The Cabinet yesterday officially named the newly completed Taipei-Ilan freeway the "Chiang Wei-shui [蔣渭水] Memorial Freeway" in line with a proposal by Taipei Mayor Ma Ying-jeou (馬英九).
"Chiang was Taiwan's nationalist pioneer and a person who inspired the value of democracy. He was also an Ilan native. It is a good idea to name this freeway after him," said Government Information Office Minister and Cabinet Spokesman Cheng Wen-tsang (
"Mayor Ma, who proposed this idea, said he affirmed and appreciated this decision as well," Cheng said.
Trailblazer
On Jan. 15, Ma and Ilan County Commissioner Lu Kuo-hua (呂國華) first proposed that the freeway be named the "Chiang Wei-shui Memorial Freeway" because Chiang was an Ilan native as well as a trailblazer for Taiwan's democracy movement under Japanese rule.

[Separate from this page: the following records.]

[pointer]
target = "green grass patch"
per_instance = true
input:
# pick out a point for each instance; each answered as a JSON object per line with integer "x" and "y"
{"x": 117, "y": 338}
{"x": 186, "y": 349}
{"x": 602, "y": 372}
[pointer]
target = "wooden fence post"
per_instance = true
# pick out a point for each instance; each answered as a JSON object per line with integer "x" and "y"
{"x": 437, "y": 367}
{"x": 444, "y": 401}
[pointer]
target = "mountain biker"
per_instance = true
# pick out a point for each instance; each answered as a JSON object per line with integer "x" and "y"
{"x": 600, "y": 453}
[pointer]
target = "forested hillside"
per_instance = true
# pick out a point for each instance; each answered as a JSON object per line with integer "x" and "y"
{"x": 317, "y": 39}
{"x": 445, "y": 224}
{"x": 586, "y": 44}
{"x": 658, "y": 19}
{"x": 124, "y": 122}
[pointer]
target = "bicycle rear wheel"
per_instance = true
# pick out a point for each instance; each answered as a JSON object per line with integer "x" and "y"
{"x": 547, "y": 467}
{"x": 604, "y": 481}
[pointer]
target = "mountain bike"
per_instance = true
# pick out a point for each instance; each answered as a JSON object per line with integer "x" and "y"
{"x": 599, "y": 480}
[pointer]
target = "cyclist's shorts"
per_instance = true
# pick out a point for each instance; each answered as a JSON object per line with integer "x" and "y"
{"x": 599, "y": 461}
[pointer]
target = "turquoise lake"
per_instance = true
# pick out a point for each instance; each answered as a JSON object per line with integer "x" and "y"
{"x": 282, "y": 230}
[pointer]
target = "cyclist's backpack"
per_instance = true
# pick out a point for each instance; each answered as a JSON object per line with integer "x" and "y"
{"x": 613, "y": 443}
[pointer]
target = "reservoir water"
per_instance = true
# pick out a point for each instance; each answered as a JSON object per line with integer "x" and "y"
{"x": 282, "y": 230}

In the 1920s, Chiang set up the Taiwan National Council and the Taiwan People's Party, the first political parties to be established in Taiwan. He was also the first person to seek to improve the status of Taiwanese during the Japanese occupation through the establishment of a democracy movement.
Cheng said Premier Su Tseng-chang (蘇貞昌) decided to make public the official name of the freeway because it will be opened to the public tomorrow.
Cheng also described the freeway as connecting technology, history and civilization.
"[The freeway] begins from Nangang, Taipei City, and goes through Pinglin, Taipei County, and then eventually enters Ilan County. We have high-tech industries in Nangang, famous tea production in Pinglin and historical sites in Ilan," Cheng said.
Freeway workers
On behalf of the premier, Cheng expressed gratitude to the technicians, architects and workers who devoted themselves to the construction of the freeway as well as its controversial Hsuehshan Tunnel (雪山隧道), which has become the fifth-longest tunnel in the world.
"On June 16, we will be very proud to prove wrong those who said that it would be impossible for us to finish the tunnel," Cheng said.